This logic is designed to track how closely a campaign is performing against its budget over time by comparing actual spend with expected spend based on elapsed days in the campaign flight.
It uses campaign start and end dates, budget, and current date to calculate pacing percentage. This helps media teams detect under- or over-delivery early, make timely optimizations, and clearly communicate campaign health.
This approach is straightforward, reliable, and ideal for real-time campaign monitoring using channels in TapClicks.
Please see below for benefits and implementation steps.
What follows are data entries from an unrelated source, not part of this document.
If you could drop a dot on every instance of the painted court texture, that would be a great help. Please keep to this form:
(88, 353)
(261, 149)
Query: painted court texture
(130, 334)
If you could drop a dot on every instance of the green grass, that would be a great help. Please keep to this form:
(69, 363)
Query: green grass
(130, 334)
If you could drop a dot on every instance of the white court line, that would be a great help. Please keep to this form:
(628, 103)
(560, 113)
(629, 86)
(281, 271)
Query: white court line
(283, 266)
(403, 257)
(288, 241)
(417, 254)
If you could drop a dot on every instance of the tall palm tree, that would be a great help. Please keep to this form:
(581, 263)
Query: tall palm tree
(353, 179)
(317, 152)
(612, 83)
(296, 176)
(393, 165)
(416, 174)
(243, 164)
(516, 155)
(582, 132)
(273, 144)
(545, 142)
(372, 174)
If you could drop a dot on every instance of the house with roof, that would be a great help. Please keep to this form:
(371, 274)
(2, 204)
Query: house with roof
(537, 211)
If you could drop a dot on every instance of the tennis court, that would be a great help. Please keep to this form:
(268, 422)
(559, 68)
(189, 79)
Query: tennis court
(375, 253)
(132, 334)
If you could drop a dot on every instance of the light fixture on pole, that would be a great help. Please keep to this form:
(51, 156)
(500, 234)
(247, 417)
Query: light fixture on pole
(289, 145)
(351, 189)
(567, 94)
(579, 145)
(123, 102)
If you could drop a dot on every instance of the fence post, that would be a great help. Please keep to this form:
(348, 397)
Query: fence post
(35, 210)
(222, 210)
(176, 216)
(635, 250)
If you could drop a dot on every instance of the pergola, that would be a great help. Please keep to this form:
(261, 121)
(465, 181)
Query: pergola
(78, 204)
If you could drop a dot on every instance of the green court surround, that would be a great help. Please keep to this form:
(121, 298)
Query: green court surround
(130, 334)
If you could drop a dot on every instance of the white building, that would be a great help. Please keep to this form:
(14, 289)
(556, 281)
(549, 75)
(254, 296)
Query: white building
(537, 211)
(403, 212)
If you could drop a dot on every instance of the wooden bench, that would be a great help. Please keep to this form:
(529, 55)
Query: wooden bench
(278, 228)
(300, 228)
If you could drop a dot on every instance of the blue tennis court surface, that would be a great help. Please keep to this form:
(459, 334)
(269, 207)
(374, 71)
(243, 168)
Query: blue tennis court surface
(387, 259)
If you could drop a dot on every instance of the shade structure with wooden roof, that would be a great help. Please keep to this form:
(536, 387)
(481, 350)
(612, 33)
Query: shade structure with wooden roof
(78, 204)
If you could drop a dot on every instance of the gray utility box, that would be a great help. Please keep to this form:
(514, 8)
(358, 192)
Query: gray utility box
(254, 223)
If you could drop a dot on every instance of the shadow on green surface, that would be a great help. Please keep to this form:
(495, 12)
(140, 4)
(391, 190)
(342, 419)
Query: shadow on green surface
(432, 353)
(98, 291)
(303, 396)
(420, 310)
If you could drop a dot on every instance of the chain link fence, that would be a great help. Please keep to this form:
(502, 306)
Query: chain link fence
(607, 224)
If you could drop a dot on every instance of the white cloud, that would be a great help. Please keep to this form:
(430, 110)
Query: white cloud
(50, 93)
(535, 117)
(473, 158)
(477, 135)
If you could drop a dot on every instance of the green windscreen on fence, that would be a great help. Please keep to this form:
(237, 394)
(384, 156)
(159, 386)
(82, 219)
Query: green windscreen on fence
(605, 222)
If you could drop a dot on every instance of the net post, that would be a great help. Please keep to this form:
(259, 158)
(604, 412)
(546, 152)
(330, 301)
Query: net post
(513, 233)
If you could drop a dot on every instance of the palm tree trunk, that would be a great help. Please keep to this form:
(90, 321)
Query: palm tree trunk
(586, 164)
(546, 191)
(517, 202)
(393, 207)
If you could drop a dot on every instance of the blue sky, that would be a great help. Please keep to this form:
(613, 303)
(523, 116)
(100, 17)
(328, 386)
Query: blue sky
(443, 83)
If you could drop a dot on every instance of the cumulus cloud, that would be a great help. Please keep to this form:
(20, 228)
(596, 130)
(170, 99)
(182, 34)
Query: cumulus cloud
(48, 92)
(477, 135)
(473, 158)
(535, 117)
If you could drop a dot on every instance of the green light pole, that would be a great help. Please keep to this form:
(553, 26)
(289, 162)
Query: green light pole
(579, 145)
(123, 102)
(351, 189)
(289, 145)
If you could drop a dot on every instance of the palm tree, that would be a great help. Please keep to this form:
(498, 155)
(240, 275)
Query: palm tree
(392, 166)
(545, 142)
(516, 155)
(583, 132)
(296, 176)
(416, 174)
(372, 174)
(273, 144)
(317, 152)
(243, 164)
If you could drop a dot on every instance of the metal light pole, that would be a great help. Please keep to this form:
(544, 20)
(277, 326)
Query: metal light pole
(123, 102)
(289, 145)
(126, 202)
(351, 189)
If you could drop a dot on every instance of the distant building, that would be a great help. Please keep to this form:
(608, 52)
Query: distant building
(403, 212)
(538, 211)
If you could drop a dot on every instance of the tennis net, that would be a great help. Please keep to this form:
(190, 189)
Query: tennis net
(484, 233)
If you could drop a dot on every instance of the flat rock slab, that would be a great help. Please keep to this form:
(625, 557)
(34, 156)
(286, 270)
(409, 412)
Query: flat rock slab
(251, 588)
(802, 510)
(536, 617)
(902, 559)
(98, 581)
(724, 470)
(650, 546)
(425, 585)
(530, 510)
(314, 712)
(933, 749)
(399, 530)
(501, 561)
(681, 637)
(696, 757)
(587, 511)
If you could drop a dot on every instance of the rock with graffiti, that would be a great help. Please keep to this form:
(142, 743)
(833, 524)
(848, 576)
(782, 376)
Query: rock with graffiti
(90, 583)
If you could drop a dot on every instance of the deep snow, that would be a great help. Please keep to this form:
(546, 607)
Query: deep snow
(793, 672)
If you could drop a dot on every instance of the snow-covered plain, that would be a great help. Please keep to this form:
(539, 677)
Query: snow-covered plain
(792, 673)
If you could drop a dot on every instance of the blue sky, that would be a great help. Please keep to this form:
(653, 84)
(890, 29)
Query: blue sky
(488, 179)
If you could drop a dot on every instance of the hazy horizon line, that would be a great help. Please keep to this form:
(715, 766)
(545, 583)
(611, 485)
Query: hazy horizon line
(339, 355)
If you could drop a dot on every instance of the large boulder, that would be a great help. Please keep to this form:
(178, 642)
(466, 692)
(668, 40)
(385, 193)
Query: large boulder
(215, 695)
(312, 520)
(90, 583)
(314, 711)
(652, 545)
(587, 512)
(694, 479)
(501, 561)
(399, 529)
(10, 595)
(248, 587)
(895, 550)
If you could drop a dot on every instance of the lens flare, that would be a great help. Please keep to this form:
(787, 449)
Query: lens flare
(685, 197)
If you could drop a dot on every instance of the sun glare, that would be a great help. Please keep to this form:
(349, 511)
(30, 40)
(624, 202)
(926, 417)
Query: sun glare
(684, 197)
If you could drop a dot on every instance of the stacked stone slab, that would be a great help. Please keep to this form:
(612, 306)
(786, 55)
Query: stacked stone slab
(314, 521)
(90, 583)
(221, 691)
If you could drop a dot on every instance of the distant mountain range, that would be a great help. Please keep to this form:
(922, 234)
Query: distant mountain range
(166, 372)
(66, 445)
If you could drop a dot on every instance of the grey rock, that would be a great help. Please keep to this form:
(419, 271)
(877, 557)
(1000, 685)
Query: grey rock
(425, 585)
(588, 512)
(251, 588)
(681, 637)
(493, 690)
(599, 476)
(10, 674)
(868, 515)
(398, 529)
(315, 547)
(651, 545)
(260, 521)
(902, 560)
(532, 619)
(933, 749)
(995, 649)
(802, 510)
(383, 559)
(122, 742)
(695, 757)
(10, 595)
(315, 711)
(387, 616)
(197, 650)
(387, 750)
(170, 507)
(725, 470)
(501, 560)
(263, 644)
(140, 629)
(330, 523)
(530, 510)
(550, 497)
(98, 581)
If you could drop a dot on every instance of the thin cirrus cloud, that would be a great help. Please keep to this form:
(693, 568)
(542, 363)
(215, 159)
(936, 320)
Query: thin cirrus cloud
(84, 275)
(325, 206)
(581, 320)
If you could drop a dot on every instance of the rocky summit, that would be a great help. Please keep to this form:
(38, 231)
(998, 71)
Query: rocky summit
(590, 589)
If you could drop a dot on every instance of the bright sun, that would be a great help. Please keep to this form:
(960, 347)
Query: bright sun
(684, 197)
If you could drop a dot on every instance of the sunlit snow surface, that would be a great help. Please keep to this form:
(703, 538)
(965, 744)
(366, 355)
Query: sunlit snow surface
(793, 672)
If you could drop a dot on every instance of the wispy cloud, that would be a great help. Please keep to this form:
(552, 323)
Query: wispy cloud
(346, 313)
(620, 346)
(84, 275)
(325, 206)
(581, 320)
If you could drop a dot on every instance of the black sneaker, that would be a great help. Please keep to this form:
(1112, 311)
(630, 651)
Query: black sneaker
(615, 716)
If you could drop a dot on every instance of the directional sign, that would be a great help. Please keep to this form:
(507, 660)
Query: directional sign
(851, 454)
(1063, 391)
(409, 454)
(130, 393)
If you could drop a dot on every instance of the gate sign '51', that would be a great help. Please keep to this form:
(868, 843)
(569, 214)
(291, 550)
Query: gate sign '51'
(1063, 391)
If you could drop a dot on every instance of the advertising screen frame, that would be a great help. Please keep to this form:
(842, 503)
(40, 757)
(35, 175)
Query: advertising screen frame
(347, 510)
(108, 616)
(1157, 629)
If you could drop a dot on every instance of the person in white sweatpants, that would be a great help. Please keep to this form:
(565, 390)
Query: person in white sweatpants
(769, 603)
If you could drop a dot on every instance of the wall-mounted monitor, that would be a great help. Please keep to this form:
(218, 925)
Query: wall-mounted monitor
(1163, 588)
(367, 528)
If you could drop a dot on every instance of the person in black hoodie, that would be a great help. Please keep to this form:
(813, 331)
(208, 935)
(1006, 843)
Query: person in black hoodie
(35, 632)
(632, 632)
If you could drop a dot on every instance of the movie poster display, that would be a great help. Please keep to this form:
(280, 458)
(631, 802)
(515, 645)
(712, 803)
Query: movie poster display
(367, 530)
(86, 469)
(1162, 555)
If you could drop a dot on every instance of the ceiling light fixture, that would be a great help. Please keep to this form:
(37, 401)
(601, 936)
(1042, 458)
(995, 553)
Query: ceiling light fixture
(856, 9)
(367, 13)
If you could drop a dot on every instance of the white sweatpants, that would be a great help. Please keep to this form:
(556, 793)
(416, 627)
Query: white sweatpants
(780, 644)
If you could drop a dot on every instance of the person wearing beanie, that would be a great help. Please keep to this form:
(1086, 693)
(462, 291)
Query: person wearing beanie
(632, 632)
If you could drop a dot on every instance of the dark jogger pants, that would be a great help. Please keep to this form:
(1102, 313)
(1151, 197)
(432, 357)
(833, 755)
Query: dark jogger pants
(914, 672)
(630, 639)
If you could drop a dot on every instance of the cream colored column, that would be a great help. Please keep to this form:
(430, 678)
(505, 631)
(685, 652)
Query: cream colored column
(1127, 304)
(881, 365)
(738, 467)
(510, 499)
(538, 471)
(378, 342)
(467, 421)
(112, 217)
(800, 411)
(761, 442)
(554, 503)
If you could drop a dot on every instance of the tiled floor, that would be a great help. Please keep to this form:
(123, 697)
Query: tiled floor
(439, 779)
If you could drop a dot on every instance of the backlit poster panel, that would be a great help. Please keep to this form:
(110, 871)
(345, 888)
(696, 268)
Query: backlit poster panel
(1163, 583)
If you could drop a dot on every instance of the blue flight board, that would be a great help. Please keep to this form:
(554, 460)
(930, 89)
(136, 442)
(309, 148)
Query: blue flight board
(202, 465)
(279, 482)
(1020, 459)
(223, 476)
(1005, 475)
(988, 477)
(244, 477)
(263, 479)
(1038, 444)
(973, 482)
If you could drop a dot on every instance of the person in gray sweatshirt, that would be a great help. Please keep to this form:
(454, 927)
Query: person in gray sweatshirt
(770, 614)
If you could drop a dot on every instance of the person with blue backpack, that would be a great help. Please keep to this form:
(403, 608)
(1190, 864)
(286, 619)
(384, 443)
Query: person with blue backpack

Tracks overall campaign delivery against total budget in real time.
Identifies under- or over-delivery early in the flight.
Enables proactive optimizations based on pacing trends.
Simplifies performance monitoring for media teams.
Supports clear communication of campaign health to stakeholders.
Navigate to Data in the left navigation then choose Calculation and press the + button to create a new calculated field.
You’ll need to set up fields for:
Days Elapsed
Flight Days
Per Day Budget
Expected Spend
Pacing %
Use the following logic in calculated fields:
Days Elapsed
IF current_date < Stop_Date THEN
current_date - Start_Date
ELSE Stop_Date - Start_Date + 1
Per Day Budget
Budget / Flight_Days
Flight Days
Stop_Date - Start_Date + 1
Pacing (%)
(Spend / Expected_Spend_Till_Today) * 100
Expected Spend Till Today
Per_Day_Budget * Days_Elapsed
Test the calculation and save it by pressing the button at the bottom of the page.
Add the new calculation dimension to your dashboard widgets and reports.